Mais Michael n’avait pas fini. Il voulait qu’ils admettent ce qu’ils m’avaient fait.
Il a intenté une action civile pour mort injustifiée et agression. Pas pour l’argent —il ne leur en restait plus— mais pour la déposition.
Il les voulait sous serment.
La déposition a eu lieu dans une salle de conférence stérile. Mes parents, libérés sous caution, avaient l’air hagards. Erica était là dans une combinaison orange, des chaînes aux poignets.
Michel était l’inquisiteur.
Il a diffusé l’enregistrement de l’appel au 911 que j’avais passé depuis l’hôpital. Il a montré les photos de mes bleus.

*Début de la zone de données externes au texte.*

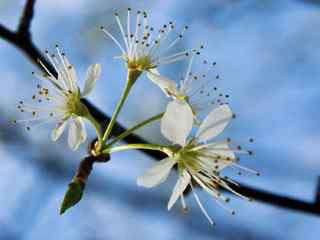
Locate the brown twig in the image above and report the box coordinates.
[0,0,320,215]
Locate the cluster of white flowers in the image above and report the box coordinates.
[16,8,258,224]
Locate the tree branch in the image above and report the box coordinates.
[17,0,36,38]
[0,0,320,215]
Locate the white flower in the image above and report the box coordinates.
[101,8,195,72]
[14,46,101,150]
[137,104,252,224]
[147,53,229,124]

Puis, il se tourna vers Erica.
“Tu as dit : ‘Je parie que si j’essayais vraiment, je pourrais le rendre silencieux’ ?” Michael a demandé.

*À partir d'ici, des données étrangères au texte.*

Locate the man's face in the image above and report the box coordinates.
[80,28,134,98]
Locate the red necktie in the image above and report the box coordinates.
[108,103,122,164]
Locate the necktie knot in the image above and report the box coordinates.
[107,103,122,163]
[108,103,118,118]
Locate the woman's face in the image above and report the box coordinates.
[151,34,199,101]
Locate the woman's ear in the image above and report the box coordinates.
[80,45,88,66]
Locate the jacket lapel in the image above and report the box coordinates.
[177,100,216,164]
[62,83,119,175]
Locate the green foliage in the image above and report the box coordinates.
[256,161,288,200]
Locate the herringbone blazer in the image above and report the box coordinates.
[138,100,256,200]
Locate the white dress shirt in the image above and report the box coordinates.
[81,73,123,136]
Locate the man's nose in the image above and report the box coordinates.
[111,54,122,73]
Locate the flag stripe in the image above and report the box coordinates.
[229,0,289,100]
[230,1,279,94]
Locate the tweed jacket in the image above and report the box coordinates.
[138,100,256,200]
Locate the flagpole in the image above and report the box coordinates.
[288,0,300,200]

“Je plaisantais !” Erica hurla, sa voix stridente et paniquée. “Je ne voulais pas le tuer ! Je voulais juste voir si elle mentait ! Sarah est toujours le centre de l’attention ! Elle faisait semblant d’être blessée !”
“Alors tu lui as donné un coup de pied pour prouver quelque chose ?”
“Oui! Elle le méritait pour m’avoir ignoré !”
Michael s’est tourné vers mon père.
“Monsieur Miller, pourquoi n’avez-vous pas appelé le 911 immédiatement après que votre fille ait perdu connaissance ?”
Mon père s’est déplacé sur son siège. “Nous… nous lui avons dit de se lever parce que… eh bien, Erica s’énerve facilement quand des gens sont blessés. Nous ne voulions pas qu’Erica se sente mal. Nous pensions que Sarah était dramatique.”
Le silence dans la pièce était assourdissant. Même le sténographe judiciaire s’arrêta, levant les yeux avec horreur.
“Alors” Michael a dit, sa voix mortellement calme, “votre priorité était les sentiments de l’agresseur, pas la vie de la victime qui saignait ?”
Ma mère marmonnait en regardant la table : “Sarah est dure. Elle a toujours été la reine du drame. Nous n’avons pas pensé…”
“Non”, dit Michael en fermant son dossier. “Tu n’as pas réfléchi. Vous venez de protéger le monstre que vous avez créé.”
Lorsque les transcriptions ont été légalement publiées dans le dossier public du procès civil, le tollé a été assourdissant.